Principal Product Risk Specialist

About the role:

Responsible for the analysis and communication of clinical product risk across the project and product lifecycle. Provides guidance in safety signal detection and assessment to communicate safety risks to project teams and senior management. Ensures compliance with regulatory standards and guidelines, and corporate standard operating procedures as they relate to safety risk management.
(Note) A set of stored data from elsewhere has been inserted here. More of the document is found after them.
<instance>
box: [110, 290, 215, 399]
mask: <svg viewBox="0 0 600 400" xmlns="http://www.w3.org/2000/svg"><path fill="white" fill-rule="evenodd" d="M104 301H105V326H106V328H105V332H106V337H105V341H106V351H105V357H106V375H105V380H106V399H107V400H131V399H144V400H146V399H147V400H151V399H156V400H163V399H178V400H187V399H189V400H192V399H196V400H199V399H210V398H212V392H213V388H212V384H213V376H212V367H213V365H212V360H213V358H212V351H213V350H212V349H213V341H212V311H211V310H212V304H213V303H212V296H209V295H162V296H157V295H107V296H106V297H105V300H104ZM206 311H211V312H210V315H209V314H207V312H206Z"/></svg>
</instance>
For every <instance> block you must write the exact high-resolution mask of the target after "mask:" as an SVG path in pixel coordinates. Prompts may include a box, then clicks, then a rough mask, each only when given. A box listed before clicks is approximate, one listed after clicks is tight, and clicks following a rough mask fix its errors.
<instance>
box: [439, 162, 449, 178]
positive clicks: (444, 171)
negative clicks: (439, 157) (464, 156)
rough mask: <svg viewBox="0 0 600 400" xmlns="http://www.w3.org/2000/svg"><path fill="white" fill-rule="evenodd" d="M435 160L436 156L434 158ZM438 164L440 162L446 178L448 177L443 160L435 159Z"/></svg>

• Produce and maintain Clinical Evaluation Reports (CERs) for the global product portfolio in accordance with company SOPs and applicable regional regulations (e.g., FDA 510(k)/PMA, EU MDR, Health Canada, PMDA, etc.).
• Collaborate with cross-functional partners to obtain additional input to aid clinical risk analysis
• Analyze literature searches on products/product families to interpret and summarize harms, hazards, alternate therapies and device specific benefits from literature to support risk assessment.
• Identifies the need for and/or generates clinical risk related documents on Company products (commercial or under development) to support internal and external regulatory agency requirements
• Serves as a liaison between Clinical Product Risk function and project team.
• Clearly communicates pertinent project/function information.
• Collaborate with Clinical and R&D to develop common Clinical deliverable criteria and strategize justification for no clinical trial or aid in development of clinical trial rationalization plan.
• Mentors and serves as subject matter expert in key clinical product risk activities; participates as a risk management consultant for complex projects and for grouping similar products into logical and sustainable structure.
• Serve as product SME during FDA, Notified Body, and internal audits; prepare back-room documentation and CAPA responses.

• A bachelor’s degree and 5+ years of professional experience in life sciences, engineering, or related field.
• Or 10+ years of professional experience in the respective field.
• Medical and/or technical writing experience required
• Experience writing multiple Clinical Evaluation Reports (CER)

• Medical Device industry experience preferred
• Therapeutic area knowledge desired
• Ability to work cross-functionally at all levels of organization
• Proven ability to analyze, interpret and synthesize clinical and commercial data
• Attention to detail and strong organizational skills.
• Understanding and application of business concepts, procedures and practices.
• Will perform this job in a quality system environment and failure to adequately perform tasks can result in noncompliance with governmental regulations.